Le port en eaux profondes de Shanghai est situé à plus d’une heure de route du centre ville. Un pont long de 32 kilomètres relie le continent à l’archipel sur lequel les hommes l’ont construit il y a quelques années à peine. Au milieu de la campagne qui s’étire le long de la route principale, se trouve la ville nouvelle de Lingang, qui tout  comme le port, a été créée de toutes pièces en un temps record.

A l’origine, Lingang n’était qu’un modeste  village de pêcheurs, dont les habitants ont  depuis  été relogé, le plus souvent d’ailleurs  contre leur gré,  dans les tours qui encerclent la ville nouvelle. Des fenêtres de leurs nouvelles demeures les pêcheurs n’aperçoivent même  plus la  mer de Chine nourricière.

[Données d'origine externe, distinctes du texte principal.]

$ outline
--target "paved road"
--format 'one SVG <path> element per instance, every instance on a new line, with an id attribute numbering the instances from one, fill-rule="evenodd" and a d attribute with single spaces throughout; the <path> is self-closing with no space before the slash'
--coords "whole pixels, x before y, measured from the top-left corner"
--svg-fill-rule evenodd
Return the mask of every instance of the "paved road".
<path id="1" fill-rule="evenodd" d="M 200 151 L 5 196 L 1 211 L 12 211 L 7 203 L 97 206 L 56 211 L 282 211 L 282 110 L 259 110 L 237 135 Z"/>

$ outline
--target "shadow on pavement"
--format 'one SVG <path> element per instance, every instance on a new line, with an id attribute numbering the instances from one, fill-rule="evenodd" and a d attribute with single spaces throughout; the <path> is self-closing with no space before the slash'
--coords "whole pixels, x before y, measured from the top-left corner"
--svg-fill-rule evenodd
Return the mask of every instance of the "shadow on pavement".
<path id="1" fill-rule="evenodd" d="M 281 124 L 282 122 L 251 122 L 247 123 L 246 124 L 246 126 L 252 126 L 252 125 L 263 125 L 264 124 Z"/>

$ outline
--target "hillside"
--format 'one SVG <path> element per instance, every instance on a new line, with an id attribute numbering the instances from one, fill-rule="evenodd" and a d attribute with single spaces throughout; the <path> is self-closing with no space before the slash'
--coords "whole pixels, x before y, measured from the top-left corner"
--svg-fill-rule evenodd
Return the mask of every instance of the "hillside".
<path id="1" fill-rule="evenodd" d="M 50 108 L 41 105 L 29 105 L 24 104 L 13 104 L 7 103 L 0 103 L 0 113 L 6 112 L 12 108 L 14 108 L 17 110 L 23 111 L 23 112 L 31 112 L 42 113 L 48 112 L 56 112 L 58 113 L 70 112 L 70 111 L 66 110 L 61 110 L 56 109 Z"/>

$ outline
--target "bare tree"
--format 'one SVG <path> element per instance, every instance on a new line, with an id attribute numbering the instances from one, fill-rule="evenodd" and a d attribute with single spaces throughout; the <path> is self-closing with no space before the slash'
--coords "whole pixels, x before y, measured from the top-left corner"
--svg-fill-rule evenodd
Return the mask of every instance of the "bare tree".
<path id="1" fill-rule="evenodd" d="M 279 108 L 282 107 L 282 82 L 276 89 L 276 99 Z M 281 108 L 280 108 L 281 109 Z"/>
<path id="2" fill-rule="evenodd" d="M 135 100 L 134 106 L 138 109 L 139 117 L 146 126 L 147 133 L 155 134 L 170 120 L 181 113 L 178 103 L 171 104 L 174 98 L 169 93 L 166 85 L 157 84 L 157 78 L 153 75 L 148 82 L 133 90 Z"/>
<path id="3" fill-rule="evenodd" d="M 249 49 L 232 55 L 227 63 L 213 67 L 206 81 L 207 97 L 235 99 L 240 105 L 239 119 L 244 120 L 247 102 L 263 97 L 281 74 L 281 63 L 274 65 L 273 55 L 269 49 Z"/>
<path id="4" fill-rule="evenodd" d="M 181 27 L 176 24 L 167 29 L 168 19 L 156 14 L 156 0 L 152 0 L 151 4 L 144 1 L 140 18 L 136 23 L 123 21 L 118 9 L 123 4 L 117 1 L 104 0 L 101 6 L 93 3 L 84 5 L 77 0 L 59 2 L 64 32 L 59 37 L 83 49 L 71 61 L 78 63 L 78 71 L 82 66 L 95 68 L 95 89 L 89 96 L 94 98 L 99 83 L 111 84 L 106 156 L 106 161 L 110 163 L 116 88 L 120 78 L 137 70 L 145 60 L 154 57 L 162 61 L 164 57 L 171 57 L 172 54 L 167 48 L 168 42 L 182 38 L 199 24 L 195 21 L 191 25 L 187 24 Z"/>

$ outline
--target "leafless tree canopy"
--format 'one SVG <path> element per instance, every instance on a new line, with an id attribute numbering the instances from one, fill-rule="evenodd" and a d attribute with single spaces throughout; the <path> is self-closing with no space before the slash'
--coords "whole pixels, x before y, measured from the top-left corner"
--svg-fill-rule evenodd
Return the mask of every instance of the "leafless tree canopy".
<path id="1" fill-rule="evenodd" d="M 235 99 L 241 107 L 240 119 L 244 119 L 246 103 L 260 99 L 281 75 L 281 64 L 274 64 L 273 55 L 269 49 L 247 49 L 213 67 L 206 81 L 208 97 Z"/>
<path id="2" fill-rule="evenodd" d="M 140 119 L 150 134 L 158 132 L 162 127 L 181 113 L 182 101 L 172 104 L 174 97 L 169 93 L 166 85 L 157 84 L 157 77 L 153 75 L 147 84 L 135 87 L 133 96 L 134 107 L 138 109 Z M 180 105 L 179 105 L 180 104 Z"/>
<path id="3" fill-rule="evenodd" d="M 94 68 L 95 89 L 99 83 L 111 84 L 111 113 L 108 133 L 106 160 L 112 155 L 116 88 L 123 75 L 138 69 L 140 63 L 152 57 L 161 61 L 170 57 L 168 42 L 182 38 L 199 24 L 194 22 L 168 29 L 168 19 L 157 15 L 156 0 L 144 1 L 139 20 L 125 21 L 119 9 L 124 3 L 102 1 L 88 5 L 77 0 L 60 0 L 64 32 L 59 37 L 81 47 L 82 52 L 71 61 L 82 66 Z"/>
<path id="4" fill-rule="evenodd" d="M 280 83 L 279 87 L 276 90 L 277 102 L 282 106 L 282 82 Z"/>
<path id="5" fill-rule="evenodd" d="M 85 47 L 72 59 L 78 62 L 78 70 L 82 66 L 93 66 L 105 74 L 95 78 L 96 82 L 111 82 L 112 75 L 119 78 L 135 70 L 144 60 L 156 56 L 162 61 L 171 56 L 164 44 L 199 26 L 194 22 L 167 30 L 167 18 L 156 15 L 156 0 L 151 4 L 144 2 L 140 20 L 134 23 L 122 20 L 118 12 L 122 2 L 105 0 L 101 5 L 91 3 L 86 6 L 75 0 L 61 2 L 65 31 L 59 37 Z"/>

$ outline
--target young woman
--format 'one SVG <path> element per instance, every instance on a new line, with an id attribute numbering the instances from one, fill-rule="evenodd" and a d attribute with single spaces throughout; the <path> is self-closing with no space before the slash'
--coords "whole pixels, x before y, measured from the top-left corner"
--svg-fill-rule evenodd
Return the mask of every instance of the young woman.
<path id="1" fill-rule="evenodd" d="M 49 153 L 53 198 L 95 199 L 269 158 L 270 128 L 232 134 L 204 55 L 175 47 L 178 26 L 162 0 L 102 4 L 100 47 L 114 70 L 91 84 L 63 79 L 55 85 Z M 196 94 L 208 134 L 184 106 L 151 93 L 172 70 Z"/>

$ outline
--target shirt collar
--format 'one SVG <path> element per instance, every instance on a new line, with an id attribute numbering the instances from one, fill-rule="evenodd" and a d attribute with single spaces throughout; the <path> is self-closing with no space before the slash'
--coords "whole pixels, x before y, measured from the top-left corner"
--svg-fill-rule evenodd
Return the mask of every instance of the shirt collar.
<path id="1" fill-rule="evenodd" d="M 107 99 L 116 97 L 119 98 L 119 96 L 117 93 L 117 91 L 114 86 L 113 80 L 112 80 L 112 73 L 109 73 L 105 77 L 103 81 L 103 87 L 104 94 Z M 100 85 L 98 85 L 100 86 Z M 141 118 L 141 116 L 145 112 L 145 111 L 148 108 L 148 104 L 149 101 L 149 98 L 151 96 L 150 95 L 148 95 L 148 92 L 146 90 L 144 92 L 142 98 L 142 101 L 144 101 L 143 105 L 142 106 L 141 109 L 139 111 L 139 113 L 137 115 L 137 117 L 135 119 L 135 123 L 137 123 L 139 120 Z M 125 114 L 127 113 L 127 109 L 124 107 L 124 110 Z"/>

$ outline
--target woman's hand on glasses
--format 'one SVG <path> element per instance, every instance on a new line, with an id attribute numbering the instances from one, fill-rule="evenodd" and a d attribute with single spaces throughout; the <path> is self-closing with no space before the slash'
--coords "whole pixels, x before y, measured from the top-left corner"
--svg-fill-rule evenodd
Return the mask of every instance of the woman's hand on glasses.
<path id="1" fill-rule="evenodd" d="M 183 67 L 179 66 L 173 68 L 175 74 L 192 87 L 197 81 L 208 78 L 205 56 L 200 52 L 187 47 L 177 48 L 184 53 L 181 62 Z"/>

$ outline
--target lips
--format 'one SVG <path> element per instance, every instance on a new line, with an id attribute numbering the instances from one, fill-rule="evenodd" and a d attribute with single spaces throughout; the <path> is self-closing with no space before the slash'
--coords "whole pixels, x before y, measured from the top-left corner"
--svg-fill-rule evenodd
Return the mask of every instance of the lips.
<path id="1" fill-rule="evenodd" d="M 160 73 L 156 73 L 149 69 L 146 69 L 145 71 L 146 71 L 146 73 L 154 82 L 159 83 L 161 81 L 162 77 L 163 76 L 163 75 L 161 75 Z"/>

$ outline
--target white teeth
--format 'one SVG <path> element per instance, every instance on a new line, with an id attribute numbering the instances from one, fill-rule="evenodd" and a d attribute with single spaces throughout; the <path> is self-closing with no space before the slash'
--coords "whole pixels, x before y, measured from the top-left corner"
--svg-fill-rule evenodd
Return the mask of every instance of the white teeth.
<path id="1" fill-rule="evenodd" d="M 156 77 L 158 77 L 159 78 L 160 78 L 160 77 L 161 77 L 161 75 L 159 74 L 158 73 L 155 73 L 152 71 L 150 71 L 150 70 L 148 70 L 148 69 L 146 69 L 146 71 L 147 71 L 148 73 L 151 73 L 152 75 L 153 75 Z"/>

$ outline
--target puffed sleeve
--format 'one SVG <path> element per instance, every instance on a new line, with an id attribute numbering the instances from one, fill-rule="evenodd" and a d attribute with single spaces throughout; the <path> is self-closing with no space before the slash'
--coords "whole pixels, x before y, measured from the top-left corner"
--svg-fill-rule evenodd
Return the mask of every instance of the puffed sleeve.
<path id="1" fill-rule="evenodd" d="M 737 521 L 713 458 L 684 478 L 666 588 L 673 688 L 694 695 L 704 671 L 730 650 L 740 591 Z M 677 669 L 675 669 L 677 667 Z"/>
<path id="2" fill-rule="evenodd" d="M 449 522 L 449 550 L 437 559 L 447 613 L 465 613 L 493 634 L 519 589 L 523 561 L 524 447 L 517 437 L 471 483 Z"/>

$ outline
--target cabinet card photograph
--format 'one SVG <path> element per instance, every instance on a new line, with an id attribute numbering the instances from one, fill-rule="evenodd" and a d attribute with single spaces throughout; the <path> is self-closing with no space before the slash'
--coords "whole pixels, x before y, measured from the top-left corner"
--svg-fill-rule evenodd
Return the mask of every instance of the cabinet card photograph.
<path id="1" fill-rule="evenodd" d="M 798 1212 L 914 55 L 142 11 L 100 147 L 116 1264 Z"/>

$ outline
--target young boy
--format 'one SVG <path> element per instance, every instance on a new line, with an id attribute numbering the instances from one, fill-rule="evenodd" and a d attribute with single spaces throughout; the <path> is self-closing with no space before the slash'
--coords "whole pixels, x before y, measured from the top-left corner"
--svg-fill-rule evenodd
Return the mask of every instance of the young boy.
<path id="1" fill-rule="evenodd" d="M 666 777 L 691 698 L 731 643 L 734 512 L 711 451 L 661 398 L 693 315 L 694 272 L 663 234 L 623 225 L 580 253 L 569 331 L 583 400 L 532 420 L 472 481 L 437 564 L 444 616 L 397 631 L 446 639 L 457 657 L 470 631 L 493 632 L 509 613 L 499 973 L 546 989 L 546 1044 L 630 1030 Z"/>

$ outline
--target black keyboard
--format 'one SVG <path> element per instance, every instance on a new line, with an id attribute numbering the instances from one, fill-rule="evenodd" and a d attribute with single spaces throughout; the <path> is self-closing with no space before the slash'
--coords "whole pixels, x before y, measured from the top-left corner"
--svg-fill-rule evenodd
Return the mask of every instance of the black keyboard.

Cette ville du futur, aux infrastructures ultra modernes, érigée trop vite au milieu de nulle part, a pris  dans les premiers temps, des allures de ville fantôme. Qui pouvait bien   ressentir un quelconque attrait  pour un ensemble  architectural  sans histoire, ni perspectives ?  Les autorités  conscientes du problème ont décidé de délocaliser brutalement deux des plus grandes universités de Shanghai, contraignant plusieurs milliers d’étudiants et d’enseignants à venir  s’installer  à Lingang et favorisant ainsi artificiellement  l’essor d’une économie basée sur le commerce et les services.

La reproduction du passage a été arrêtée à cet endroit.